A lição que a História do Brasil nos dá desde 1822, pelo menos, é que a realidade que nos envolve muda muito lentamente; as feridas abertas antes de cada efeméride são profundas e as alegrias secam como perfume, porém, somente os fracos se afundam nos frascos dessas feridas. Nesse contexto, os fortes estendem a mão para ajudar mesmo quando lhes falte um dedo.
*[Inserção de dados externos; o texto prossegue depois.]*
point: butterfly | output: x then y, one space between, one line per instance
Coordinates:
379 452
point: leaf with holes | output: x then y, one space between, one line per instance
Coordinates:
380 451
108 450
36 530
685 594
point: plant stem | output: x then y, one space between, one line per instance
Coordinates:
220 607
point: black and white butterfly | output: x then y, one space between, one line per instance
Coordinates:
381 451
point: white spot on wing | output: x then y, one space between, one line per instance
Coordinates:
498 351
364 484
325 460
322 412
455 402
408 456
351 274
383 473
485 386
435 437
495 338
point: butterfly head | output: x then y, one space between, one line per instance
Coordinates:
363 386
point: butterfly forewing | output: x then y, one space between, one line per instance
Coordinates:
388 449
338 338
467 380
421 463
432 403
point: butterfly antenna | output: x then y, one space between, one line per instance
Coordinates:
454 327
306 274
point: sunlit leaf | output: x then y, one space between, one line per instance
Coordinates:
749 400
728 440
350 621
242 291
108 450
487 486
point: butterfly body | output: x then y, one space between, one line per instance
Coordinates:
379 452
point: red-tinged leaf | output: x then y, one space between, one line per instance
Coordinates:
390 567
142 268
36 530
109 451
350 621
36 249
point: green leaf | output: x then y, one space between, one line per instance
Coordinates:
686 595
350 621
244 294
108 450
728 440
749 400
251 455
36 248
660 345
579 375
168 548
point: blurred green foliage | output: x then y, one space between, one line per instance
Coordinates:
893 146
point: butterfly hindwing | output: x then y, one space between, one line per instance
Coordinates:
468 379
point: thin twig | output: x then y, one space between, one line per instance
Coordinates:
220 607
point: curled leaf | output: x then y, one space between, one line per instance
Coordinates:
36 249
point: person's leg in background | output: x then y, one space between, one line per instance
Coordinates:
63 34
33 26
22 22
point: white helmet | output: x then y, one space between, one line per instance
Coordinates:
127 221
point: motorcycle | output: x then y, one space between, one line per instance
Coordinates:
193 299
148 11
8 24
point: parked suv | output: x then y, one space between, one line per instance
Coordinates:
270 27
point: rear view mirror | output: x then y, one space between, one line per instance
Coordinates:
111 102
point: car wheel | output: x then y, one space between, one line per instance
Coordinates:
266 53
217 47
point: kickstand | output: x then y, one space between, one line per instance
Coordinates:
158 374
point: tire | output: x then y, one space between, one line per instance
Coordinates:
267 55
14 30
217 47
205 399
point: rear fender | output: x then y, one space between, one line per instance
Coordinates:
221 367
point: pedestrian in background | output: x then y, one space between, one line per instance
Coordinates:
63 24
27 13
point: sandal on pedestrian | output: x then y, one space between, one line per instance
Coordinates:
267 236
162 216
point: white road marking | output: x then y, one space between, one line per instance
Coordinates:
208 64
“Mais que nunca é preciso cantar”, resgatando o afeto para reequilibrar a cabeça. É preciso ver e viver de forma empática o cotidiano dos vulneráveis, deixando-se encantar com a folia das estrelas enquanto se toma distância da folie dos generais embolorados. É preciso se entregar à Política que nos embala a vida como um corpo se lança no gingado e na cadência das notas musicais. É preciso conjugar o verbo lular na escola da vida: dos 16 aos 76 anos ou mais para criar a possibilidade de fazer “passar na avenida o samba popular” e nos livrar da mais disruptiva página da nossa História. Esse verbo conjugado no futuro do indicativo permite escrever as demais páginas com algum alívio. O ritmo histórico de um país atavicamente golpista e deslumbrado por botinas e butins nos desafina, nos desidrata e nos faz definhar. Mas esse verbo que rege a vida de alguém apaixonado e apaixonante que não sucumbiu à fome e ao ódio nos faz amadurecer para dialogar. Apaixone-se, portanto!

Maria Betânia Silva é Procuradora de Justiça Aposentada – MPPE e  membra do Coletivo Transforma – MP.